Greg Thurman can solve two of China’s most pressing problems with one piece of equipment. Rather than dumping industrial wastewater into local rivers – already environmental hazards in their own right – the Valmont China executive suggests China use it to irrigate farmland.
US-based Valmont has a system for clearing water of enough waste to nourish farm soil without harming groundwater supplies. The Valmont system sees the water pumped out to fields and applied to soil through long-armed "pivot" irrigation systems which move slowly along the field.
Many Chinese factories don’t bother with the expense of water treatment plants, finding it easier and less expensive to discharge their wastewater into local rivers. Recently, however, more vigorous enforcement of environmental policies has created opportunities for Valmont.
The firm originally went to talk with Ministry of Environmental Protection officials in northern China when a retired civil servant pointed out pressure to clean up local water supplies was coming from Russia.
"Everyone we’ve called says they have wastewater problems," says Thurman, head of Valmont’s irrigation division in China, who has recently inked a contract to install the system in a tomato paste factory in Heilongjiang. Farmers whose crops supply the factory were happy to get the water – and to for the savings on fertiliser costs.
The tomato paste processor’s waste-water is high in nutrients that nourish the soil. Water-intensive food processors are ideal clients, says Thurman. However, their waste-to-water approach won’t work for municipal wastewater because of pathogens: the risk of diseases spreading by applying human wastewater to cropland.
"You definitely couldn’t apply such wastewater to crops ready for market," notes Thurman.
Price advantage
Industrial clients are attracted by cost savings: Rather than the US$12-14 million it costs to install a turnkey system to treat water before discharge to the river, Valmont’s system costs less than US$3 million.

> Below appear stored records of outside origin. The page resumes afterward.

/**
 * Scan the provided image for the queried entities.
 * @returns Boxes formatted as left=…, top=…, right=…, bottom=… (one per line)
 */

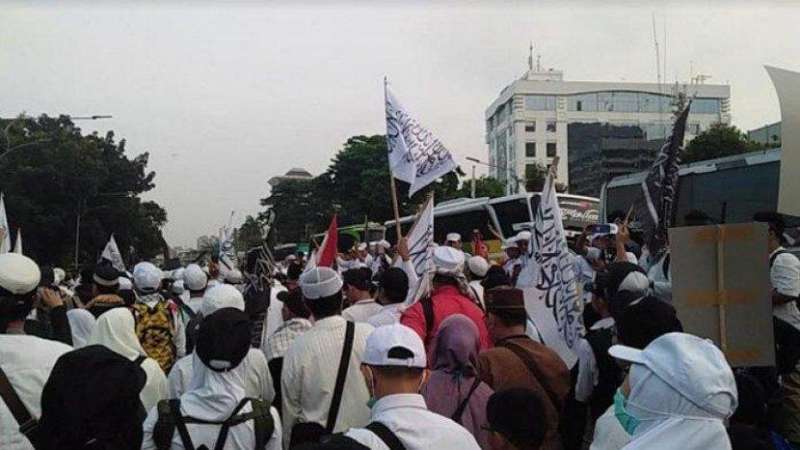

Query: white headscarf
left=67, top=308, right=97, bottom=348
left=624, top=364, right=736, bottom=450
left=88, top=308, right=147, bottom=361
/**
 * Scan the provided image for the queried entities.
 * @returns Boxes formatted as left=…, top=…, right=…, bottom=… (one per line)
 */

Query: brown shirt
left=478, top=335, right=570, bottom=450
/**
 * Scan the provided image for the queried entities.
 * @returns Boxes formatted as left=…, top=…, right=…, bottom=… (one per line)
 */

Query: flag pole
left=383, top=77, right=403, bottom=242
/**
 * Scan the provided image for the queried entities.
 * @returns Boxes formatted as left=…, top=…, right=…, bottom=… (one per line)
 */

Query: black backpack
left=153, top=398, right=275, bottom=450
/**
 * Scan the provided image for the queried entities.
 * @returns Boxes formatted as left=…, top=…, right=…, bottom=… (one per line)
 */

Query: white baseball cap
left=200, top=284, right=244, bottom=317
left=467, top=256, right=489, bottom=277
left=183, top=264, right=208, bottom=291
left=361, top=323, right=427, bottom=369
left=300, top=267, right=343, bottom=300
left=133, top=262, right=162, bottom=292
left=0, top=253, right=42, bottom=295
left=608, top=333, right=736, bottom=416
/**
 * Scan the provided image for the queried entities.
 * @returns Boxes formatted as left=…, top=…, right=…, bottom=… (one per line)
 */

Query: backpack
left=153, top=398, right=275, bottom=450
left=133, top=301, right=177, bottom=373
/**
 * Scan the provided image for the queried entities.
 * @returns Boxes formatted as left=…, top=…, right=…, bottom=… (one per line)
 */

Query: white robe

Some factories opt to pay more to install a clarifier which can clear solids from the water before it’s pumped to a storage pond next to the factory.
Thurman’s sales push has focused on the big tracts of land in northern and western China since such wide-open spaces suit the operation of the pivot irrigation system. It’s not hard to target clients since the Ministry of Agriculture runs most of the big farms in the region. "It’s harder in populous east-coast cities like Shanghai because you’d need to pump it 50 kilometres out of the city to get farmland big enough to take the irrigation system," he says.
Valmont is better known in China for making steel telegraph poles; it only brought its wastewater management segment here in 2008. But Thurman expects his department to report annual growth of 40% in the medium term.
It’s a fair bet, given that officials and farm managers are always looking for more efficient irrigation of China’s cropland, which currently guzzles over half of China’s water. Valmont is picking up plenty of orders for its standard irrigation systems, even without the wastewater treatment add-on. The firm sold 400 pivot irrigation units to the Erdos region in Inner Mongolia, which wants better corn and silage yields on large farms.
Water-pinched regions around the world have proven that similar technology works. For example, the Spanish city of Zaragoza reduced its per capita water use to a third of the national average by deploying wastewater irrigation systems. China can certainly use whatever help it can get to solve its water problems.